CALGARY – Lawyers for investors in failed oilfield services firm Poseidon Concepts Corp. say they have reached an agreement with defendants in a proposed class action lawsuit that will boost the potential payout to as much as $36.6 million.
The global settlement, which does not constitute an admission of liability, will now be presented to Court of Queen’s Bench in Calgary as part of a Companies’ Creditors Arrangement Act plan of arrangement for Poseidon, law firms Siskinds LLP of Toronto and JSS Barristers of Calgary said in an news release.
The agreement includes a $23-million payment split between Poseidon’s former auditor, KPMG; nine financial institutions who underwrote a public offering of Poseidon shares in January 2012; and Peyto Exploration and Development Corp., the Calgary producer that bought its founding firm.
It will also include $11.6 million from Poseidon’s liability insurer and potentially about $2 million from an insurance holdback fund.
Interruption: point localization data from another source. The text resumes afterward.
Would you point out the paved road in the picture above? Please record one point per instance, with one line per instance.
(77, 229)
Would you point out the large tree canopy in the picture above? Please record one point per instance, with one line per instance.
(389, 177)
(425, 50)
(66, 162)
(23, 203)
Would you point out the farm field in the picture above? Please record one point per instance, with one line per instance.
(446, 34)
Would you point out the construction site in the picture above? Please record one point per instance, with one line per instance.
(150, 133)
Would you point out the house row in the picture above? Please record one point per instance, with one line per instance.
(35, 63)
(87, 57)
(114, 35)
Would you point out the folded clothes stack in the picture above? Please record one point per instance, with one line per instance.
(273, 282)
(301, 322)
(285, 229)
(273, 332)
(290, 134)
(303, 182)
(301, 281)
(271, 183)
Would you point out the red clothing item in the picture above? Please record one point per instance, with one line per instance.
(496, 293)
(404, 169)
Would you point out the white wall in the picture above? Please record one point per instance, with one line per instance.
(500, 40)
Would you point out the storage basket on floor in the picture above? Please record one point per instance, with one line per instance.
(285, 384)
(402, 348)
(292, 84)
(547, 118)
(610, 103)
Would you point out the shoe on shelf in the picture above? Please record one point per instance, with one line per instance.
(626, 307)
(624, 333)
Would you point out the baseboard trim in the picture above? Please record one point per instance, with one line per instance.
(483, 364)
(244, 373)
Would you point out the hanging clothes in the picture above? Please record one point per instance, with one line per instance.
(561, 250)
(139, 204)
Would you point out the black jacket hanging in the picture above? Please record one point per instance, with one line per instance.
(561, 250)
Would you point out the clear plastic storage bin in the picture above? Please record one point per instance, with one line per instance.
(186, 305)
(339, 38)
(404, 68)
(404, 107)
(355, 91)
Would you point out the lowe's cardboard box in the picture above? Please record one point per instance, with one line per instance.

“Poseidon’s unfortunate circumstances caused significant financial losses to its investors, and its insolvency added multiple layers of complexity to the litigation,” Robert Hawkes, a partner at JSS Barristers, said in the statement.
“The settlement represents a significant recovery for the benefit of the shareholder class.”
If approved by the Calgary court, Ontario, Quebec and U.S. courts will be asked to recognize its decision and dismiss proposed class action claims there.
The case would then come back to the Calgary court for approval of administrative and legal fees, a call for proofs of claim from investors and establishing a distribution protocol.
Siskinds lawyer Sajjad Nematollahi said there are more than 2,000 investors involved, but a final number, and how much each will receive, won’t be known until the protocol is finalized.
Poseidon was created by Open Range Energy Corp. to develop and market liquid storage systems — resembling gigantic above-ground swimming pools — to be used to handle the enormous amounts of water required for oilfield fracking operations.
The value of the company’s shares soared after it went public, but fell quickly after February 2013 when it announced that it had incorrectly recorded about $100 million in revenue in the first nine months of 2012.
The global settlement replaces a partial settlement with Poseidon’s directors, officers and related entities announced in December.
Last year, the Alberta Securities Commission ordered Poseidon’s former U.S. senior sales executive to pay $750,000 in fines and costs.
In 2016, three of Poseidon’s other executives agreed to pay fines and accept trading bans after admitting to the ASC they had failed to file financial statements in accordance with proper accounting principles.